Thermomètre.--On connaît les ingénieux instruments dont M. Walferdin a enrichi la physique expérimentale depuis plusieurs années. Ses thermomètres à déversement et son thermomètre métastatique sont des appareils de haute précision qui ont déjà rendu des services notables dans une foule de questions relatives à la physique du globe et à la météorologie. M. Person a entamé, au sujet de la construction de ces instruments, une discussion de principes et de priorité, qui nous paraît n'avoir pas été close en sa faveur.

Communications diverses.--MM. Pinaud, Masson, Choiselat et Ratel, Gandin, etc., ont fait de nouvelles recherches sur la photographie. M. Biot a continué ses belles recherches de physique optique, et M. Becquerel ses travaux sur l'électro-chimie.

Héliostat de M. Silbermann.--Le nouvel héliostat imaginé par M. Silbermann aîné et exécuté dans les ateliers de M. Soleil, est un instrument fort remarquable, d'une construction nouvelle, qui a été le sujet d'un rapport très-approbatif de M. Régnault.

Rappelons d'abord que l'on nomme héliostat un instrument au moyen duquel on parvient à maintenir dans une direction sensiblement constante, un rayon solaire réfléchi sur un miroir.
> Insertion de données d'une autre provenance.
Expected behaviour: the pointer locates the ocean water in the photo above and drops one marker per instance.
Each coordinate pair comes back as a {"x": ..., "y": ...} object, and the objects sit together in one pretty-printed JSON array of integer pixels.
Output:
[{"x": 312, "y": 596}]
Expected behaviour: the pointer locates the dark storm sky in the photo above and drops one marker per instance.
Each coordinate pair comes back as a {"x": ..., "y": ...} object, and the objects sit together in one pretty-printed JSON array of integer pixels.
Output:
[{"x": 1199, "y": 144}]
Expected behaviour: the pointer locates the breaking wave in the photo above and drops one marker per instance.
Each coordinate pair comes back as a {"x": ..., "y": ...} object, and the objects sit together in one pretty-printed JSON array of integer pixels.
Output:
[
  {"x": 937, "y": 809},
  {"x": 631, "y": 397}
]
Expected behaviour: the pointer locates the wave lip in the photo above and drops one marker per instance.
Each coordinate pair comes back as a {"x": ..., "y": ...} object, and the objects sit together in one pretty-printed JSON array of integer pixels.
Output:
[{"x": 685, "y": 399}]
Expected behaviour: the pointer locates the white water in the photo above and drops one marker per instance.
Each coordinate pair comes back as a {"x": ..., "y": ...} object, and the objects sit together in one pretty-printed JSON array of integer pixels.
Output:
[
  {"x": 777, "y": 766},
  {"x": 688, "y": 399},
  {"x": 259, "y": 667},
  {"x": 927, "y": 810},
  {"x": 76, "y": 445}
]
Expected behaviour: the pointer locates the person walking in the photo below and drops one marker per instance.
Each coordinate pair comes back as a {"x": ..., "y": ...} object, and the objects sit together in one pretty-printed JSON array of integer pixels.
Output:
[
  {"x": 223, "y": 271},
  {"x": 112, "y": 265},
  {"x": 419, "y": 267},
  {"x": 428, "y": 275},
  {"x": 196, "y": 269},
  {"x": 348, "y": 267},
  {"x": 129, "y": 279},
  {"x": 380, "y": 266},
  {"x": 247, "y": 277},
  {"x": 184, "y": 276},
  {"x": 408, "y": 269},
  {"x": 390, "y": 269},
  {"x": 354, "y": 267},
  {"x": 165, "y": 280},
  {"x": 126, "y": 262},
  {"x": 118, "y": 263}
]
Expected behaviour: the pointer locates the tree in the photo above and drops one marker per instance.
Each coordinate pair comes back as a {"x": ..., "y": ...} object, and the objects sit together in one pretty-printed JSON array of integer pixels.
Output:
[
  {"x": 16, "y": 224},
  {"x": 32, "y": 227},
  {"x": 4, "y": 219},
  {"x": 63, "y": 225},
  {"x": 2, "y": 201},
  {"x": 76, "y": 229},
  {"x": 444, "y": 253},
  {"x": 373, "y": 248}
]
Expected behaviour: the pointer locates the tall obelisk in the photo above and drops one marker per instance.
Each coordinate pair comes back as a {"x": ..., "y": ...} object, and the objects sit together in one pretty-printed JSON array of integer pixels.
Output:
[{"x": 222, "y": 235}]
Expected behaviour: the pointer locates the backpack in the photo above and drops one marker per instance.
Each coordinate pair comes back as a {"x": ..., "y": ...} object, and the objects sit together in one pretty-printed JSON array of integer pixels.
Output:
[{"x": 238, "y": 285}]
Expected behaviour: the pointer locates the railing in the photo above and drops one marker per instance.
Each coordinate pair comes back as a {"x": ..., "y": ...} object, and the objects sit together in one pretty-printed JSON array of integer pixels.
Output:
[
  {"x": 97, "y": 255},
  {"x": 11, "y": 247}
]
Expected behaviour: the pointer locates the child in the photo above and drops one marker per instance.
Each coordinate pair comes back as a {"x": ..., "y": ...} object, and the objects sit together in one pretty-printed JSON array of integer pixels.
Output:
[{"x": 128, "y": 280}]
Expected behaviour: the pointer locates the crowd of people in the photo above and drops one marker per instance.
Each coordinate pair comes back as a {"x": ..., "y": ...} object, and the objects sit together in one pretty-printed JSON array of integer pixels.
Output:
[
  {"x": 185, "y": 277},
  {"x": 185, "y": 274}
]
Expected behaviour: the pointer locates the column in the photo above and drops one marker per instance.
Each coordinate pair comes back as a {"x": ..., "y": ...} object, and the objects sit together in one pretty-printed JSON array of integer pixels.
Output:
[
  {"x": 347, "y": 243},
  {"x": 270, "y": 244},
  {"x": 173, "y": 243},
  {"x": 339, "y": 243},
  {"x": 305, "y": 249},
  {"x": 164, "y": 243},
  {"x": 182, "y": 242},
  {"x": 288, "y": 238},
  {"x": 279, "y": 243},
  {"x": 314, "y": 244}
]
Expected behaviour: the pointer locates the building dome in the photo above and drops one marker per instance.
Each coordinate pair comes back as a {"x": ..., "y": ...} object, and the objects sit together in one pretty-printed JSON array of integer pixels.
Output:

Cette nécessité d'obtenir un appareil mû par un mouvement d'horlogerie qui maintienne le rayon réfléchi constamment dans la même direction, se manifeste dans la plupart des expériences d'optique, où l'on introduit le rayon par une petite ouverture pratiquée dans le volet d'une chambre noire.

Farenheit, S'Gravesande et M. Gambey ont été les inventeurs d'héliostats de différents systèmes; et malgré la supériorité de celui qui est dû à M. Gambey, l'appareil de S'Gravesande se trouve encore à peu près exclusivement dans la plupart des cabinets de physique. Mais ce dernier héliostat, même après les perfectionnements qui y ont été apportés par Charles et par Malos, demande encore, dans son installation, des tâtonnements assez longs ou quelques calculs.

Le nouvel héliostat de M. Silbermann présente les avantages de celui de M. Gambey; mais la construction en est simplifiée, le prix considérablement moindre, et les réparations, devenant beaucoup plus faciles, sont à la portée du premier horloger venu.

La figure que nous en donnons est empruntée aux Annales de Chimie et de Physique, numéro de mars 1844. mn est le miroir métallique plan qui doit réfléchir dans une direction constante le rayon O H, tandis que la position O I du rayon incident varie avec l'heure. On voit que ce miroir est supporté suivant une ligne médiane, par deux fourchettes articulées aux extrémités de cette ligue médiane elle-même. De dos, la queue af normale au plan de ce miroir est percée d'une rainure dans laquelle se meut constamment le sommet du quadrilatère articulé acfd, quadrilatère dont les côtés dl, ac, pris sur les fourchettes de support, sont égaux. Si donc on a orienté l'instrument de manière que son axe P P et la direction L R soient dans le plan du méridien, ce qui sera facile lorsque l'on aura tracé sur un plan horizontal la méridienne M M; que l'axe P P soit dirigé suivant l'axe du monde, ce qui n'offre pas plus de difficulté quand on connaît la latitude du lieu, et qu'on emploie le tube gradué I F; et qu'enfin le cercle de déclinaison J J' ayant été poussé sous la ramure ii jusqu'au degré égal à la déclinaison actuelle du soleil, on fasse tourner autour de l'axe P P' le cercle, la rainure et l'aiguille e qui y est attaché, jusqu'à ce que cette aiguille marque sur son cadran l'heure vraie du lieu; il est clair que le mouvement d'horlogerie, placé dans l'intérieur de la boîte H, fera tourner le plan du miroir mn sans que la normale O N au centre O du miroir cesse de diviser en deux parties égales l'angle I O R du rayon incident et du rayon réfléchi, et par conséquent celui-ci aura bien la direction constante L O R.

Un appendice, que nous n'avons pas indiqué sur notre figure pour ne pas trop la compliquer, permet de vérifier favorablement si le rayon incident a pris la direction convenable, il permet aussi de se passer de la connaissance d'une des trois données; la direction du plan méridien, l'heure vraie, la déclinaison.

En résumé, l'héliostat de M. Silbermann mérite de figurer dans tous les cabinets de physique, et la modicité de son prix lui donnera accès dans les collections des simples amateurs désireux de répéter les plus curieuses expériences de l'optique.